What does the NOM pledge offer that the Family Leader's pledge doesn't? For one thing, it offers former Massachusetts Governor Mitt Romney a lot more wiggle room to sign it:

Romney rejected an earlier pledge sponsored by a conservative Iowa group, which both Bachmann and Santorum signed. That pledge was more far-reaching, requiring candidates not only to oppose gay marriage but to reject Muslim law, protect women and children from pornography and abortion, accept “evidence” that married people enjoy longer lives, and numerous other provisions.

NOM requires only that candidates "support sending a federal constitutional amendment defining marriage as the union of one man and one woman to the states for ratification," nominate judges and Supreme Court justices who oppose marriage equality, defend DOMA "vigorously in court," create a special commission on "religious liberty" to investigate claims of anti-gay marriage supporters who have been "harassed or threatened," and force new legislation down the throats of District of Columbia residents in the hopes that the city's own marriage equality laws get overturned. The Family Leader's pledge, on the other hand, forbade candidates from making any appointments that didn't sit well with them. So, NOM is okay if say, Mitt Romney's Secretary of Transportation isn't openly hostile to the LGBT community.
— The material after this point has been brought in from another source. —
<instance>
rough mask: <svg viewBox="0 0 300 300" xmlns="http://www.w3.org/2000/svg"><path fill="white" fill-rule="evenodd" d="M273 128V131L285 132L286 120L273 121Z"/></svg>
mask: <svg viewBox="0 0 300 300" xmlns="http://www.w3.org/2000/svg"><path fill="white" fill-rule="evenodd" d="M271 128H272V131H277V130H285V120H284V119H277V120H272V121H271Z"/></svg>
That part about a special commission to investigate harassment probably could use some explanation. Here's Dave Weigel:

The "harassment" being referred to, if we're taking NOM's recent legal activity and arguments into account, includes public records reports and journalism about who's donating to political campaigns. So this is a request for presidential candididates to give special protections to certain people based on their political beliefs.

Basically, what NOM wants is for all the people who donate money to anti-gay causes to be allowed to do so in secret. When Americans, more than half of whom support marriage equality, identify someone who funds such causes, what tends to happen is that they do things like protest their organizations and boycott their businesses, as if they were allowed to express their rational self-interest in a free market, or something. So, we're talking about people who despise those who support gay marriage, but nevertheless cannot bear to be disliked by the same people, or part with even a dollar of their money.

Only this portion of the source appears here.